Meado-Lawn Homes, Inc. v. Westchester Lighting Co.

171 Misc. 669 | N.Y. Sup. Ct. | 1939

Cotillo, J.

Prior to February 24, 1937, the defendant Development Corporation was the owner of a tract of land in Westchester County which it was developing for subdivision and sale. To further such purposes it entered into agreements with the defendant Lighting Company whereby the latter laid and maintains its gas mains in certain streets through or abutting on the tract. The Development Corporation, pursuant to the provisions of such agreements, paid the Lighting Company substantial sums based on the *670size and length of gas mains laid, and it also, at its own cost and expense, excavated the trenches and, after the mains were placed, refilled such trenches and restored the street surfaces. By the agreements the Lighting Company agreed that it would upon demand refund to the Development Corporation certain specified sums for each house connected with the gas mains so laid, the aggregate refunds not to exceed the sums paid to it by the Development Corporation and the cost to the latter of trenching and backfilling. The agreements provide that the mains shall at all times be and remain the property of the Lighting Company. Under these agreements the Development Corporation has paid to the Lighting Company and for trenching and backfill a sum in excess of $7,900.

The Development Corporation did not itself erect any houses on the tract. It sold some of the lots and received refunds from the Lighting Company at the agreed rates, as and when houses were erected by its grantees, and connected with the gas mains.

In 1937 the Development Corporation entered into a written contract with one Distillator for the sale to him of all but four of the then unsold lots in the tract. Distillator assigned his contract to this plaintiff, to whom the lots “ together with the appurtenances and all the estate and rights of the party of the first part in and to said premises were conveyed by the Development Corporation by deed dated February 24, 1937. Plaintiff has since erected a number of houses upon some of the lots so conveyed to it which have been connected with the gas mains. It claims to be entitled to the refunds provided for in the agreements between its grantor and the Lighting Company, and this action is brought to determine the rights of the parties. The Lighting Company does not dispute its liability to make refunds, but seeks to have the ownership thereof adjudicated for its own protection.

Neither the contract of sale nor the deed made any mention of or reference to the refund agreements, and from the proofs before me it appears that neither plaintiff nor its assignor knew of their existence at or prior to the closing. While the refund agreements contain the usual provision that it shall <l enure to the benefit of and be binding upon the successors and assigns of the respective parties ” thereto, such a clause merely makes the agreement assignable but does not work an assignment thereof. The plaintiff is not the successor of the defendant Development Corporation within the meaning of the clause unless the contract is one running with the land which passed under the appurtenance ” clause of the deed of the real estate.

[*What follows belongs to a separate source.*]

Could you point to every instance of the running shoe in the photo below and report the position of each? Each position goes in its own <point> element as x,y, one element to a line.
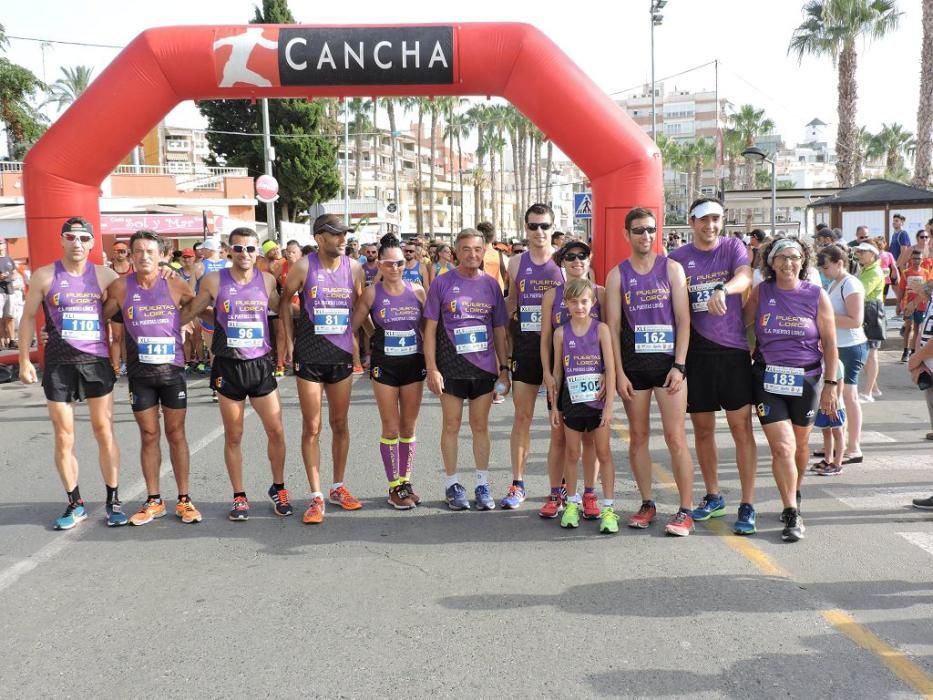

*671Much has been written concerning contracts running with the land and the acquisition of rights therein by a subsequent grantee. In Neponsit P. O. Assn. v. Emigrant Ind. Sav. Bank (278 N. Y. 248), Judge Lehman summarized the rules on this subject as follows: The age-old essentials of a real covenant, aside from the form of the covenant, may be summarily formulated as follows: (1) it must appear that the grantor and grantee intended that the covenant should run with the land; (2) it must appear that the covenant is one ‘ touching ’ or 1 concerning ’ the land with which it it runs; (3) it must appear that there is ‘ privity of estate ’ between the promisee or party claiming the benefit of the covenant and the right to enforce it, and the promissor or party who rests under the burden of the covenant.”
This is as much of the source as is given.